The Witches of Karres Read online

Page 3

* * *

  Karres, it developed, was in the Iverdahl System. He couldn't find any planet of that designation listed in his maps of the area, but that meant nothing. The maps weren't always accurate, and local names changed a lot.

  Barring the use of weird and deadly miracle-drives, that detour was going to cost him almost a month in time—and a good chunk of his profits in power used up. The jewels Goth had illegally teleported must, of course, be returned to their owner, he explained. He'd intended to look severely at the culprit at that point; but she'd meant well, after all. They were extremely unusual children, but still children—they couldn't really understand.

  He would stop off en route to Karres at an Empire planet with interstellar banking facilities to take care of that matter, the captain added. A planet far enough off so the police wouldn't be likely to take any particular interest in the Venture.

  A dead silence greeted this schedule. He gathered that the representatives of Karres did not think much of his logic.

  "Well," Maleen sighed at last, "we'll see you get your money back some other way then!"

  The junior witches nodded coldly.

  "How did you three happen to get into this fix?" the captain inquired, with the intention of changing the subject.

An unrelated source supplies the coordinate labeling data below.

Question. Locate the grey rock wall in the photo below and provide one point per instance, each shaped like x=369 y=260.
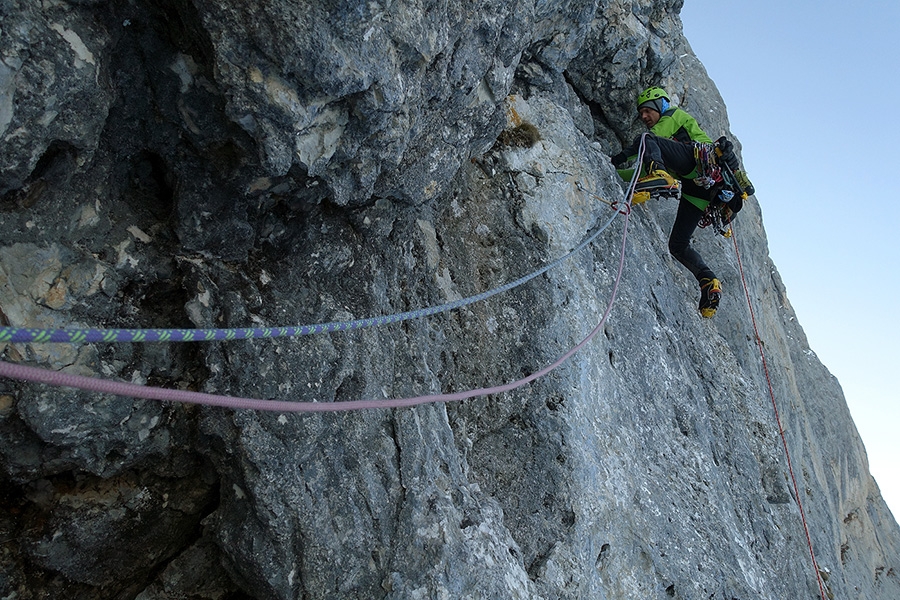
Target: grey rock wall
x=211 y=163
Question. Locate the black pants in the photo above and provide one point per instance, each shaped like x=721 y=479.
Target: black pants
x=678 y=158
x=686 y=221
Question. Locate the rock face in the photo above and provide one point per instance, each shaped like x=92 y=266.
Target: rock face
x=219 y=163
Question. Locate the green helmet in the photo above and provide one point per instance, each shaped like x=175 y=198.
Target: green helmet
x=652 y=93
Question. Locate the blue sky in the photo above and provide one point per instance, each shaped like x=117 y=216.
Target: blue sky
x=812 y=93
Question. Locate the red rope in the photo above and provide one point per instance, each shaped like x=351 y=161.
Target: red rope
x=787 y=454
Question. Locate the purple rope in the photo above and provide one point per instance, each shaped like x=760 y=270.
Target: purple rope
x=120 y=388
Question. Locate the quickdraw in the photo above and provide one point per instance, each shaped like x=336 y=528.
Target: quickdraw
x=708 y=169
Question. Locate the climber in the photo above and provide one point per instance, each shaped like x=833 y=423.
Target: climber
x=668 y=151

  They'd left Karres together on a jaunt of their own, they explained. No, they hadn't run away—he got the impression that such trips were standard procedure for juveniles in that place. They were on another world, a civilized one but beyond the borders and law of Empire, when the town they were in was raided by a small fleet of slavers. They were taken along with most of the local youngsters.

  "It's a wonder," the captain said reflectively, "you didn't take over the ship."

  "Oh, brother!" exclaimed the Leewit.

  "Not that ship!" said Goth.

  "That was an Imperial Slaver!" Maleen informed him. "You behave yourself every second on those crates."

  * * *

  Just the same, the captain thought, as he settled himself to rest on a couch he had set up in the control room, it was no longer surprising that the Empire wanted no young slaves from Karres to be transported to the interior! Oddest sort of children. . . . But he ought to be able to get his expenses paid by their relatives. Something very profitable might even be made of this deal . . . .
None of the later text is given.